Our web and mobile application allows students to input how long they will wait at one dining hall, and figures out what is the fastest way for them to get food (either stay or go to a different dining hall). This calculation occurs using crowdsourced data from other students using the application at other dining halls, and accounts for commute times using the Google Maps API. Additionally, old data is removed from the database as new data comes in, making sure waiting times are up to date, as well as keeping the database from getting too big.

How We Built It

With crowdsourced information from other users, we create recommendations as to whether the user should wait in line or go to a different dining hall. For our frontend interface, we used HTML, CSS, and JavaScript in the bootstrap framework. For the backend, we used Firebase to record and store our data, and the Google Maps API to determine commute distances between dining halls.

Challenges We Ran Into

One big challenge was that the majority of our team members were beginners to web development, particularly on the front end. Team members had to learn on the fly how to use certain frameworks to achieve our UI goals. Additionally, backend integration with both Firebase and Google Maps was challenging, requiring multiple database restructures in order to ensure the correct data could be accessed efficiently by the web app.

Accomplishments That We're Proud Of

One accomplishment that we're proud of is integrating and using the Google Maps API, which allowed us to better calculate the walking time from one dining hall to another.

What We Learned

In addition to gaining experience with the languages and frameworks we used, we also learned about registering a domain using Google Maps and advanced Firebase controls were also new experiences.

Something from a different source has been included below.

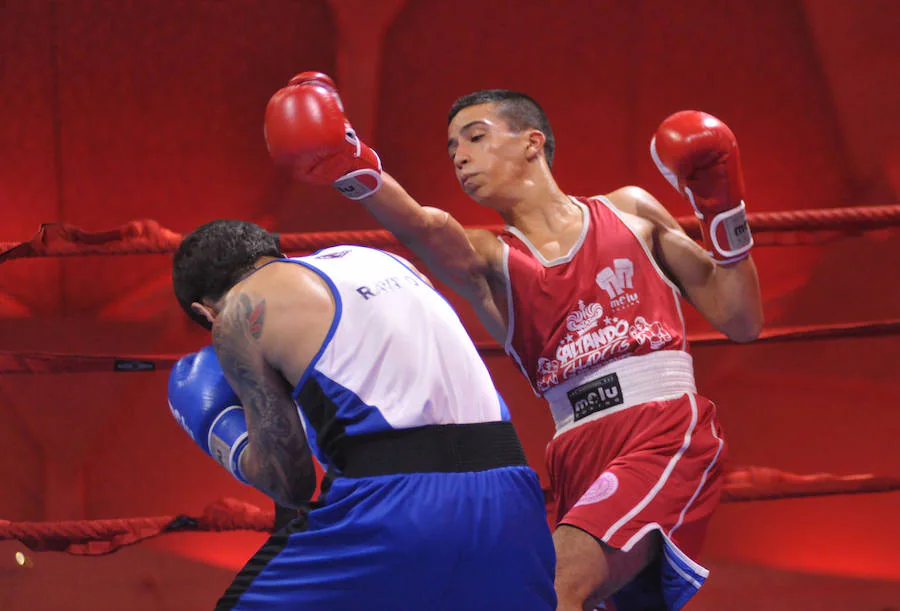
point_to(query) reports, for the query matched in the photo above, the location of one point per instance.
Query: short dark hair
(519, 110)
(213, 257)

What's Next For Fastr Food

One direction that we would want to take Fastr Food in would be to create a dropdown that would display the other users reported wait times and the time and date of their submission. This would be along similar lines as a social news aggregation platform like Reddit or Yelp. We see no reason why Fastr Food should be limited to just the UMich dining halls. In the future, we could expand to include restaurants, grocery stores, and other services the often involve waiting in line.

Additionally, as Fastr Food is applied on a large scale, more measures would need to be taken to protect the system from abuse. More effective input validation could involve ignoring inputs that vary drastically from the mean, as well as tracking user IDs to avoid duplicate submissions.